La marche à la mort (Carmélites de Corée) Bureau23



Nous marchions deux par deux, en silence, le cœur oppressé, précédés de 700 soldats américains.
La ville de Nan-Ypo une fois traversée, ce fut la campagne et vers 10 heures, nous reçûmes l'ordre de camper dans un champ de maïs. La récolte était faite, le feuillage jonchait la terre nous servant de matelas et de couverture. Mère Mechtilde était arrivée à l'étape sans trop de peine. On l'installa le moins mal possible et le Bon Dieu, prenant en pitié ses enfants en détresse, leur envoya malgré la rigueur de la température un peu de sommeil réparateur. Au réveil, les hommes avaient la barbe pleine de givre et les cadavres de plusieurs Américains étaient gelés au sol.



1er novembre - Fête de la Toussaint

Nous saurons plus tard qu'à pareil jour l'Eglise en fête acclame la proclamation dogmatique de l'Assomption.Pour nous l'heure est tragique ! et l'assassinat d'un lieutenant américain revit en nous comme s'il datait d'hier.

« Pas de traînards, avait dit le Tigre ; il faut porter les malades, il faut porter même les morts. »

Le camp américain était divisé en plusieurs colonnes, chacune avait son chef responsable. Dans celle du lieutenant Thornton, il y avait plusieurs mourants ; il les fit laisser sur le bord du chemin. Le Tigre arriva :

Alors se retournant vers les Coréens qui assistaient à la scène : « Celui-ci, dit-il, n'a pas suivi les ordres donnés, puis-je le tuer? » Des cris ds haine lui répondirent : « Qu'ils meurent tous ! »

Le jugement était fait. L'interprète, un des nôtres qui depuis 40 ans dans le pays était familiarisé avec la difficile langue coréenne, supplia en vain. Une jeune fille turque, ne pouvant dominer son émotion, s'écriait avec larmes :

« Non, non, ne le tuez pas. »

En la menaçant de son revolver, le Tigre lui dit :

« Si vous ne vous taisez pas, je vous tue aussi. »

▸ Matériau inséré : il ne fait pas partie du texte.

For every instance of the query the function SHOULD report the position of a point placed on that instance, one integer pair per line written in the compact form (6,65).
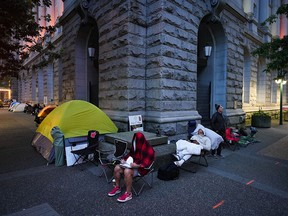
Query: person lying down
(185,149)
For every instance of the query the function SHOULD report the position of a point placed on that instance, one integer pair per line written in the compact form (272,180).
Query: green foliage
(261,113)
(19,32)
(275,51)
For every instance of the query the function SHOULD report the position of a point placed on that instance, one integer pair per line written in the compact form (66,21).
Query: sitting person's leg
(128,179)
(117,175)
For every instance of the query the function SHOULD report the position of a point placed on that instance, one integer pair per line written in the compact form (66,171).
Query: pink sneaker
(125,197)
(115,191)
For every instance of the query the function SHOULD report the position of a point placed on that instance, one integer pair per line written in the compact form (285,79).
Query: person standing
(218,125)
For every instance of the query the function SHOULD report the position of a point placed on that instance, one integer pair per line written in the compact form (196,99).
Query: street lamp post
(281,81)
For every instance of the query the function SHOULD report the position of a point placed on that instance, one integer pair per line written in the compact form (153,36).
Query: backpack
(168,172)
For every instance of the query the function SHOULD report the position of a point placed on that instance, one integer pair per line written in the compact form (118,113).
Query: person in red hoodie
(141,156)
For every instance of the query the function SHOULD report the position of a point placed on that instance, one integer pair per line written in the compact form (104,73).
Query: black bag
(168,172)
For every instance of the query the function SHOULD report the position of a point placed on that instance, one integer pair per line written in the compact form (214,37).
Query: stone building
(149,59)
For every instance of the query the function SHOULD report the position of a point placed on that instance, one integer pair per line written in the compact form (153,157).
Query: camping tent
(13,104)
(19,107)
(43,113)
(74,118)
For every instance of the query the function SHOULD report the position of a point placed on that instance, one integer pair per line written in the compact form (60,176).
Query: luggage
(168,172)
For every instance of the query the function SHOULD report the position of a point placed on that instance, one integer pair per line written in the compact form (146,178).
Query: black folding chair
(108,161)
(146,179)
(88,153)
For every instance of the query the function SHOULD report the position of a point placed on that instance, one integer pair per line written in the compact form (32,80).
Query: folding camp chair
(146,179)
(231,139)
(108,161)
(87,154)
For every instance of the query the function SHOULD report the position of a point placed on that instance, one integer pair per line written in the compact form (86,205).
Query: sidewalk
(249,181)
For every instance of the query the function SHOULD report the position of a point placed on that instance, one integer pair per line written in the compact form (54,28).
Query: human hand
(134,165)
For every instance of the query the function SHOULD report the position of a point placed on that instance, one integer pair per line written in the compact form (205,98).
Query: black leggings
(219,149)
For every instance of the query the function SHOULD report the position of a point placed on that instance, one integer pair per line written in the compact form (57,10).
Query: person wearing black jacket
(218,125)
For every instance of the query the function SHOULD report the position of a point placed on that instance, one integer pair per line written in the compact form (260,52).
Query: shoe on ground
(125,197)
(175,157)
(177,163)
(213,156)
(220,156)
(116,190)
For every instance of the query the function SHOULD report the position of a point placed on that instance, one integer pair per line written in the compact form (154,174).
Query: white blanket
(215,138)
(191,148)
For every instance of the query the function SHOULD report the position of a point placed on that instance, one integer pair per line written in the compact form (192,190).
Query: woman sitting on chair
(140,156)
(185,149)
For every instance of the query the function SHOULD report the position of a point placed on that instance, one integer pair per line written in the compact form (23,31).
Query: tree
(19,33)
(275,51)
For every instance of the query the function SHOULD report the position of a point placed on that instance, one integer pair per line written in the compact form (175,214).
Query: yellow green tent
(74,118)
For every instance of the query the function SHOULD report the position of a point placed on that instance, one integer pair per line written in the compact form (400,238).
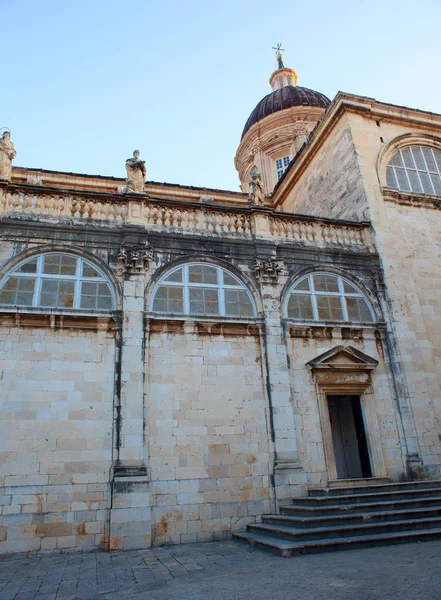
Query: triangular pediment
(343,357)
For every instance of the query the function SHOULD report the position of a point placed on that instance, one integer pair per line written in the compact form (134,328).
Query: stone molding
(135,259)
(58,320)
(411,199)
(269,270)
(203,327)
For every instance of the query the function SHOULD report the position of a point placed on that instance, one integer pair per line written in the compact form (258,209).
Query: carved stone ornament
(136,173)
(136,259)
(268,270)
(7,155)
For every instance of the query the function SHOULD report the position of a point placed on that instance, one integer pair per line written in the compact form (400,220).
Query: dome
(285,97)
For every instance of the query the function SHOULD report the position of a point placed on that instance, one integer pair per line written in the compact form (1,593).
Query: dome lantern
(278,127)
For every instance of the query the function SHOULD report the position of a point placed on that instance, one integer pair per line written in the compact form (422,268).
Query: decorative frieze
(268,270)
(191,219)
(136,259)
(316,232)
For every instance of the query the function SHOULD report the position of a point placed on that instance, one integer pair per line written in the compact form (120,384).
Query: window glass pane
(436,181)
(89,271)
(175,276)
(229,280)
(430,160)
(396,160)
(59,264)
(57,293)
(202,274)
(329,308)
(420,164)
(169,299)
(402,180)
(300,306)
(427,184)
(437,159)
(237,304)
(358,310)
(18,291)
(204,301)
(418,158)
(303,285)
(407,157)
(391,180)
(95,295)
(28,267)
(414,181)
(325,283)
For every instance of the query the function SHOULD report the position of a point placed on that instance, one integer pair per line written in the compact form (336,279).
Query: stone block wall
(331,186)
(208,432)
(408,235)
(56,422)
(304,345)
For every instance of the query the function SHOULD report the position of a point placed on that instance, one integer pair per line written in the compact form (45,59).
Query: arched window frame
(399,143)
(78,280)
(415,169)
(186,285)
(340,294)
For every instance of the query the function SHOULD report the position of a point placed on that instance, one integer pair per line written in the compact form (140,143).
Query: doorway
(349,437)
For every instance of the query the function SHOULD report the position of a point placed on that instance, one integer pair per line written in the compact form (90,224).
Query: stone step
(357,481)
(304,522)
(359,498)
(362,486)
(341,531)
(346,509)
(288,548)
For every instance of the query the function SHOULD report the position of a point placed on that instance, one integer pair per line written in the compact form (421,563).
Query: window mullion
(313,298)
(39,279)
(221,292)
(186,290)
(344,308)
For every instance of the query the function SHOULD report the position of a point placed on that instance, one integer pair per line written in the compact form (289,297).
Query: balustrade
(191,220)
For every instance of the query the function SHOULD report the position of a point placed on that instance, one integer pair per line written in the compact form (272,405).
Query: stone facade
(128,427)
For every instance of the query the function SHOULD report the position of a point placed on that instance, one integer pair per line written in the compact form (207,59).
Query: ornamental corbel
(136,259)
(268,270)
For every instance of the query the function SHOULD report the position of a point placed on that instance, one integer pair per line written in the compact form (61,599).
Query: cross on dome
(279,50)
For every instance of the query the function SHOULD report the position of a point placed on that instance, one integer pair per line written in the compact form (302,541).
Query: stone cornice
(112,213)
(412,199)
(97,184)
(59,319)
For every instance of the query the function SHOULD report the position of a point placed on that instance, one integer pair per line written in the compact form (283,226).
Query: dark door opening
(349,437)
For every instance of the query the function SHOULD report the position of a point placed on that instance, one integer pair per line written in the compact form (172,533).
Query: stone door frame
(346,371)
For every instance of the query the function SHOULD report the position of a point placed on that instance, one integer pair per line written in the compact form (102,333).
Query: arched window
(57,280)
(327,297)
(415,169)
(202,289)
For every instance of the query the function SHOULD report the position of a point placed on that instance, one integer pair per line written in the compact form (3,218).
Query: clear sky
(85,82)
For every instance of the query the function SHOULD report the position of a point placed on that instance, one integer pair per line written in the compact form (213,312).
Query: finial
(279,55)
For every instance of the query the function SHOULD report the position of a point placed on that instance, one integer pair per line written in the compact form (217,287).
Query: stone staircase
(342,518)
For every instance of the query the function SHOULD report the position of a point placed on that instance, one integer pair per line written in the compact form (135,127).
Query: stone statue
(7,155)
(136,173)
(257,195)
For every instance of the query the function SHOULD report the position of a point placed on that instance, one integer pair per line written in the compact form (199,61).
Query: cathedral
(178,362)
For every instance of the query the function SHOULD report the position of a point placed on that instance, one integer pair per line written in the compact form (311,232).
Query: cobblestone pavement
(227,571)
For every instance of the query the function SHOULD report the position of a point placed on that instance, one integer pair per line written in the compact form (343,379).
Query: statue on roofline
(7,155)
(136,173)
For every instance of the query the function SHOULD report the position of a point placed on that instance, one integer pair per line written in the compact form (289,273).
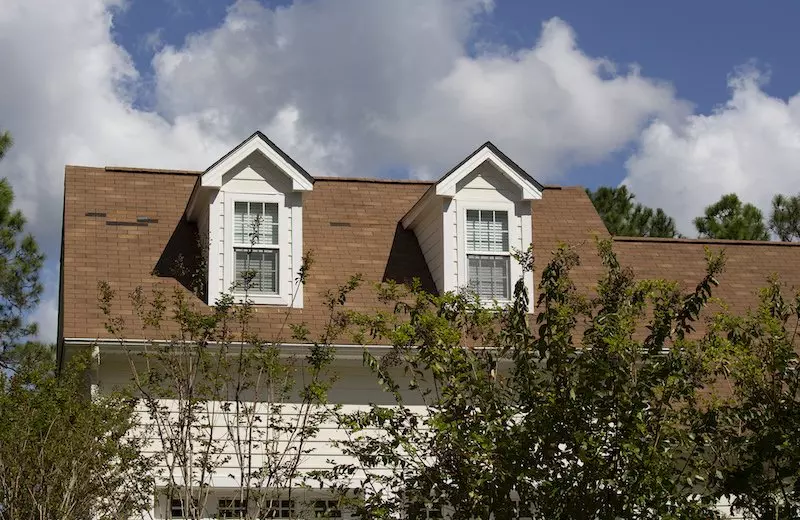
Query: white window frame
(514,241)
(233,508)
(282,297)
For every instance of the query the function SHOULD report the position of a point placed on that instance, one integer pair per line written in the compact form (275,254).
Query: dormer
(470,222)
(249,204)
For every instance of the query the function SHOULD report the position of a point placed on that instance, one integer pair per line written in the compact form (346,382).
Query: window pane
(255,223)
(257,271)
(489,276)
(487,230)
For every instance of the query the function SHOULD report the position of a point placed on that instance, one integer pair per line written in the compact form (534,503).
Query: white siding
(429,235)
(487,188)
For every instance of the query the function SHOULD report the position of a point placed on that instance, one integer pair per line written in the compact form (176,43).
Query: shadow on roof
(407,262)
(182,259)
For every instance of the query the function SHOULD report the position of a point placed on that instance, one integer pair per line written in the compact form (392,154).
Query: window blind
(487,235)
(257,270)
(255,223)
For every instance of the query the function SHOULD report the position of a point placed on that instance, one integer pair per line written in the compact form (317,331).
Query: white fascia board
(343,351)
(213,177)
(447,187)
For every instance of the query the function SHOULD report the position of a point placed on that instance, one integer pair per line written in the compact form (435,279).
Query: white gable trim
(212,178)
(447,186)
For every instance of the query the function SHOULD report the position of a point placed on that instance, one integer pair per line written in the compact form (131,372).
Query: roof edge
(710,241)
(377,180)
(130,169)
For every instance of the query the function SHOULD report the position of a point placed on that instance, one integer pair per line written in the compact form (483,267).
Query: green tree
(729,218)
(576,416)
(624,217)
(64,455)
(785,218)
(758,427)
(20,263)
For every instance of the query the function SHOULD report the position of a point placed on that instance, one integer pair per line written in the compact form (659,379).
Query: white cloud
(351,87)
(750,146)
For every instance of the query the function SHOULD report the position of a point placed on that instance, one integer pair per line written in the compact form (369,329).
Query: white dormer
(250,206)
(472,219)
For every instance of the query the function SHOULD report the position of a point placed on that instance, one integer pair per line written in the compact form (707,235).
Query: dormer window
(256,247)
(469,221)
(249,204)
(488,255)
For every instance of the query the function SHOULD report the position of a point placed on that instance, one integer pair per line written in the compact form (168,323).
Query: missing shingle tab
(120,223)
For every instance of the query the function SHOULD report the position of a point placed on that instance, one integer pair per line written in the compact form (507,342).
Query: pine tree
(623,217)
(20,263)
(731,219)
(785,218)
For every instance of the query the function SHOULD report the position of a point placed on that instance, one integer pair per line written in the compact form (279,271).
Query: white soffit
(531,189)
(258,142)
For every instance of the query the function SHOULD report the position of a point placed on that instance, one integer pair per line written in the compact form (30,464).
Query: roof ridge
(130,169)
(717,241)
(374,179)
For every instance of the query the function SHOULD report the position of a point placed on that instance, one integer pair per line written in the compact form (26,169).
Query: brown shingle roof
(122,224)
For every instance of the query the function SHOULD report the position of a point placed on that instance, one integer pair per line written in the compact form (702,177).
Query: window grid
(327,509)
(281,509)
(256,247)
(176,508)
(232,508)
(488,258)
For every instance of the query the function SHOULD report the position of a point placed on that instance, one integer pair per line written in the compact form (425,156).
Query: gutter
(343,351)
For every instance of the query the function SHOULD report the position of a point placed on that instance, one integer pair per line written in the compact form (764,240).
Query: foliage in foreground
(62,454)
(604,408)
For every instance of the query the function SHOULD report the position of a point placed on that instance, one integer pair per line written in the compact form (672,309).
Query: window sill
(262,299)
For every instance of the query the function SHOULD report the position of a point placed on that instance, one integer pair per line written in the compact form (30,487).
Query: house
(129,226)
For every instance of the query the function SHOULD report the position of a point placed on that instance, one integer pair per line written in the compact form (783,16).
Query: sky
(681,101)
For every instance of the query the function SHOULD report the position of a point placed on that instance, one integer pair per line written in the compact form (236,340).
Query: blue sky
(693,45)
(681,101)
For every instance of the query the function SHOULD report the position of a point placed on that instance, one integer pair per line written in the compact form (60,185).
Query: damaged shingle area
(121,223)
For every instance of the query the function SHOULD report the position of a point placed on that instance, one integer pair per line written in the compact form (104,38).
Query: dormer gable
(249,205)
(472,220)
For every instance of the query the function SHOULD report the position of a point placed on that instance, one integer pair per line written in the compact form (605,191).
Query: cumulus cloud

Le lieutenant, très, digne, parfaitement maître de lui-même, attendait. Quel drame intime vivait-il dans son cœur? On nous a assuré qu'il était marié et père de famille. Le coup partit. Le corps de la victime n'eut pas le temps de tomber à terre, car un soldat de la colonne se précipita pour le recevoir dans ses bras. Le cadavre fut emporté à l'écart et recouvert de pierres.

Nos gardes nous avaient dit d'être bien chaussés, car les chemins seraient difficiles. Où les prendre ces chaussures solides? Les souliers de Mère Mechtilde pouvaient convenir, mais notre Révérende Mère avait des sandales de carmélite. Pour sœur Marie-Madeleine, on avait raccommodé avec du fil de fer les semelles de caoutchouc. Sœur Bernadette avait des socques en bois de sa fabrication ; quant à sœur Marie-Henriette, elle marchait avec un soulier et une sandale. Quelles paroles pourraient faire comprendre ce que furent pour nous ces journées douloureuses dans les montées pénibles où le souffle manquait, avec les soldats poussant de la crosse du fusil ceux dont le pas ralentissait, avec sans cesse à nos oreilles leurs cris :

« Vite, vite. »

Pourquoi donc fallait-il aller si vite, si ce n'est parce que les armées unies approchaient et qu'il fallait à tout prix nous soustraire aux libérateurs. Mère Mechtilde était portée plus qu'elle ne marchait, soutenue par des bras vigoureux ; les membres raidis par le froid, elle tendait toute son énergie pour arriver à l'étape. Le Père Villemot, de forte corpulence, épuisa non point le dévouement, mais les forces du Père Bultaut qui ne devait plus s'en remettre. Malgré le lourd paquet qu'elle portait sur le dos, sœur Bernadette ne lâcha pas d'une minute la carmélite aveugle et la sauva de tous dangers.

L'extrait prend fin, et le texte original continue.